After the Yogī begins to feel that he is Śiva, he enters the state of Bliss and begins to enjoy the Bliss.

Lokānandaḥ samādhisukham लोकानन्दः समाधिसुखम् (sūtra I.18)

Loka – world (both subjective world and objective world); ānanda – the Bliss; samādhi – intent and perpetual concentration (on Śiva); sukham – the delight (arising out of samādhi).

Loka comprises of both subjects and objects, as the one without the other is not possible for existence. A mundane person gets attached to the objects without attempting to know the subject, the Self. The Self, as the subject always witnesses the activities of the objective world, without getting involved in any of the actions that happen in the objective world. Subject is always the same (the Self) and only the object (material world) differs. Objective world is the manifestation of the Self into various shapes and forms. {Difference between the subject and the objective world can be explained through this example. The sun is one. If we place different pots containing water before the sun, every pot reflects the sun. These are only the reflections, but not the true sun. If water in the pots is emptied, the sun cannot be seen. The images of the sun in the pots are not eternal, but the sun is eternal. Images of the sun in the pots are the objects and the sun is the subject.}  Loka also refers to the one who looks at the material world. Therefore, both the perceiver and the perceived are referred as loka.
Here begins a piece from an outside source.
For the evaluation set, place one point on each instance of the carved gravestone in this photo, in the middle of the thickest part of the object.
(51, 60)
The Yogī always stands connected to the Self, which alone is the subject for the multifarious objects and activities of the objective world. The Yogī’s connection with the Self is both intent and perpetual. Because of this intent and perpetual concentration on the Self, his awareness on the objective world is almost nothing. As a result of his disconnect with the objective world and as a result of his intent concentration on the Self within, he always remains in the state of happiness. Dualities like happiness and sorrow arise only if one is connected to the material world. Samādhi in this context does not refer to the trance.  It refers to the intensity of perpetuality of his awareness on the Self, who is also the source of knowledge. He is in the state of perpetual happiness because he stays connected to the source of knowledge. He would not have derived this kind of happiness, had he been concentrating on the objective world. In other words, he continues to live like others, but at the same time, he is connected only to the Self.  He will speak, walk and sleep like others. But during all his actions, his intent awareness on the Self never gets disconnected.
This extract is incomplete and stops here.